Each of these shifts does not merely add to the existing workload. It restructures it. The IT team that was expertly managing on-premise Perforce servers in 2018 may now need to architect hybrid cloud-edge solutions for globally distributed teams. The mobile studio IT team that once maintained a handful of Mac Minis for iOS builds may now be managing a fleet of Apple Silicon build agents, Android signing infrastructure across multiple keystores, and automated submission pipelines to both app stores simultaneously.

This is not incremental change. It is periodic reinvention.

The Knowledge Gap: Helpdesk Fundamentals Are Not Enough

There is nothing wrong with strong helpdesk skills. Provisioning accounts, imaging machines, managing device inventories, and handling break-fix tickets are all necessary functions. They are the foundation. But in a game studio, they are only the foundation.

The challenge is that many studios, particularly smaller or mid-sized ones, hire IT staff with generalist backgrounds and expect them to operate in an environment that demands specialist knowledge. This is especially common in mobile studios, where the early-stage team is small enough that IT responsibilities are shared informally or handled by a single person wearing multiple hats. The result is a persistent knowledge gap that only becomes visible when it is already causing damage.

An IT administrator in a game studio needs to understand, at minimum:

  1. Version control at scale. Perforce is the industry standard for large binary assets in console and PC development. Mobile studios often start with Git or Git LFS, which works adequately for a single small project but begins to strain under the weight of multiple concurrent titles with large asset repositories. Understanding when and how to migrate, or how to manage branching strategies across several live projects sharing common frameworks, is critical knowledge that a generalist background does not provide.
  2. Build infrastructure. Whether it is Jenkins, TeamCity, Unreal's BuildGraph, Fastlane for mobile, or a custom system, IT must understand how builds are compiled, distributed, and validated. In mobile studios, build infrastructure carries additional complexity: iOS builds require macOS hardware, Android builds require managing SDK versions and NDK configurations, and both platforms demand code signing workflows that are fragile and poorly documented. A build engineer and an IT administrator in this industry share a significant overlap in responsibilities.
  3. Workstation specifications and GPU workflows. Artists, programmers, and technical artists have workstation requirements that are fundamentally different from a standard corporate environment. Mobile studios may underestimate this, assuming that because the target device is a phone, the development hardware can be modest. This is a misconception. Authoring content for mobile still demands capable workstations, and the testing matrix of physical devices that IT must procure, manage, charge, update, and distribute across QA teams is a logistical challenge unto itself.
  4. Network architecture for high-throughput environments. The volume of data moving through a studio's network including asset syncs, build distribution, render output, and telemetry streams, dwarfs typical enterprise traffic. Network design must account for this or production suffers.
  5. Platform-specific compliance and security. Console development requires adherence to strict NDAs and security requirements from platform holders like Sony, Microsoft, and Nintendo. Mobile development carries its own compliance burden: App Store review guidelines that change without warning, Google Play policy updates that can pull a live game from the store, privacy regulations that affect SDK integration, and the constant management of provisioning profiles, certificates, and entitlements that silently expire and break builds at the worst possible moment. IT must understand these requirements at a level that goes well beyond standard corporate policy.
  6. Confidentiality, as we see it. Beyond platform holders, studios also manage NDA and confidentiality obligations with middleware providers, outsourcing partners, and service vendors. An IT team must understand which tools and environments are subject to these agreements, and ensure that access provisioning, data handling, and network segmentation reflect those contractual boundaries. A vendor NDA breach caused by misconfigured access is not a hypothetical. It is a career-ending event for the people responsible.

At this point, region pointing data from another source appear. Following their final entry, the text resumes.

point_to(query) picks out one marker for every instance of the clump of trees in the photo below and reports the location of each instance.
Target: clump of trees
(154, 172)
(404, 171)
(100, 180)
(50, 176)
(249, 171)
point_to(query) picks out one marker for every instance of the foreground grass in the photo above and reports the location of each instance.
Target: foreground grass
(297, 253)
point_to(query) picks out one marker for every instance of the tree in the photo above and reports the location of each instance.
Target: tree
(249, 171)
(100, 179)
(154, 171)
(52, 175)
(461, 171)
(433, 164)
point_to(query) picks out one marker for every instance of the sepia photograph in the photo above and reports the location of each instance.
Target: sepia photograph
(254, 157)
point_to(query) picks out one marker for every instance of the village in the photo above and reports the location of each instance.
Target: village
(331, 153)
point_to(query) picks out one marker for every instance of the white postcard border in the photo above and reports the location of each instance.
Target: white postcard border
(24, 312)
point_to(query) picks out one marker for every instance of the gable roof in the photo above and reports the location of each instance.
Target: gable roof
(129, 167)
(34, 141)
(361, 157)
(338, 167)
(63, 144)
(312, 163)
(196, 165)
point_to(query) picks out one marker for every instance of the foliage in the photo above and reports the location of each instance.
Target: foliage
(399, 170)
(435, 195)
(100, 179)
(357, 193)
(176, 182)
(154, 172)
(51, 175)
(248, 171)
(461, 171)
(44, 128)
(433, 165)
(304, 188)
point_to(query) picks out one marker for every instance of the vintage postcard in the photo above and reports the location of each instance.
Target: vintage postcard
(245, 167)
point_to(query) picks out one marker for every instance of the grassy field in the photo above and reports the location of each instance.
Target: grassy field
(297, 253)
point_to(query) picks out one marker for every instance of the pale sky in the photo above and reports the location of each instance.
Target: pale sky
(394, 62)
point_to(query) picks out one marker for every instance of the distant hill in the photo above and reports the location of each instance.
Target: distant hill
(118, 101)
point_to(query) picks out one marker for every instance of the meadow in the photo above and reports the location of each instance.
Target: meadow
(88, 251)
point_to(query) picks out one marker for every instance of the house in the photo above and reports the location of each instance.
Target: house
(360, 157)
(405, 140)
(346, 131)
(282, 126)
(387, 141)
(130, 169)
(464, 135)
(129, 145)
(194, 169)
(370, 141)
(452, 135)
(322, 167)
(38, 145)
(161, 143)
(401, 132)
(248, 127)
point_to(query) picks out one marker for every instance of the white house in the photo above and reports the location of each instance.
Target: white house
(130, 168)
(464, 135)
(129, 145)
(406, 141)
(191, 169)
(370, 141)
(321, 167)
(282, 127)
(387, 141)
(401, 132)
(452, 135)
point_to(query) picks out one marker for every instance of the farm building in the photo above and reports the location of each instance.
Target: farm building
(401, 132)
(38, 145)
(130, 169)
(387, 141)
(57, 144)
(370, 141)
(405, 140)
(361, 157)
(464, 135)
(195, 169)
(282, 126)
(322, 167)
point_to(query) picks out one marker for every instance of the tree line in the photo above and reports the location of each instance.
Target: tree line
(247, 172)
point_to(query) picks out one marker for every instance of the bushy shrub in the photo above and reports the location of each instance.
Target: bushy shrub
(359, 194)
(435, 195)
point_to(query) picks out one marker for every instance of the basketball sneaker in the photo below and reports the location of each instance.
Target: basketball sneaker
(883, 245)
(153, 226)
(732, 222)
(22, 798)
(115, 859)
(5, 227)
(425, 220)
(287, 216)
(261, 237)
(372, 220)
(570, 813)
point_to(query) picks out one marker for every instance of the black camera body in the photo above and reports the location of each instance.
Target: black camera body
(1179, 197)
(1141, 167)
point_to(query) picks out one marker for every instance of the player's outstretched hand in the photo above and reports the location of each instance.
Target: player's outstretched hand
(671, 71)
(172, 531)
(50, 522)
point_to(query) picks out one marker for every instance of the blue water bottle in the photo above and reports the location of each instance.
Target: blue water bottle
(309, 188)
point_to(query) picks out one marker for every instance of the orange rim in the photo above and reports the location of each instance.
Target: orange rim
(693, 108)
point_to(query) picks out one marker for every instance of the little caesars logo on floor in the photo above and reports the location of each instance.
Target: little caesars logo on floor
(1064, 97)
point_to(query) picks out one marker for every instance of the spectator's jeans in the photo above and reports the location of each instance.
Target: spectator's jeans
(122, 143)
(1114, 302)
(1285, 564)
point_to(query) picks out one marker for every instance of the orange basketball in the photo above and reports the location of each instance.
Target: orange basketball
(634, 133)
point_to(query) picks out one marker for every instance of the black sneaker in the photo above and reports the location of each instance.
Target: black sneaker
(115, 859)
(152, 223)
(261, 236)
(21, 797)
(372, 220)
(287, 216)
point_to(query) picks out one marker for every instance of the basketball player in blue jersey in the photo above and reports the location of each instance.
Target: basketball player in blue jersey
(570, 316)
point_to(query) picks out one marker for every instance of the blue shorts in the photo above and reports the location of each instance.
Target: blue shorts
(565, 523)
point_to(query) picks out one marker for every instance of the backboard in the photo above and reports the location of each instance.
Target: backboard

None of this is exotic knowledge. But it is specialised, and it is rarely part of a traditional IT training path. The expectation that a generalist helpdesk background prepares someone for this environment is one of the most common and most costly misconceptions in the industry.

The Scaling Problem: From One Project to Many

Perhaps nowhere is the gap between generalist IT and production-aware IT more painfully exposed than in mobile studios that experience rapid growth.

The pattern is familiar. A studio launches with a single game. The team is small. Infrastructure is lean, often held together with a combination of cloud services, manual processes, and institutional knowledge stored in a few people's heads. IT, if it exists as a distinct function at all, is reactive and informal. Tickets are Slack messages. Documentation is sparse. It works because the scale is manageable.

Then the game succeeds.

Revenue comes in. The studio greenlights a second project. Then a third. Hiring accelerates. Suddenly there are multiple teams, each with different engine versions, different backend stacks, different build requirements, and different release cadences. The infrastructure that comfortably supported thirty people working on one game cannot support a hundred and fifty people working on four.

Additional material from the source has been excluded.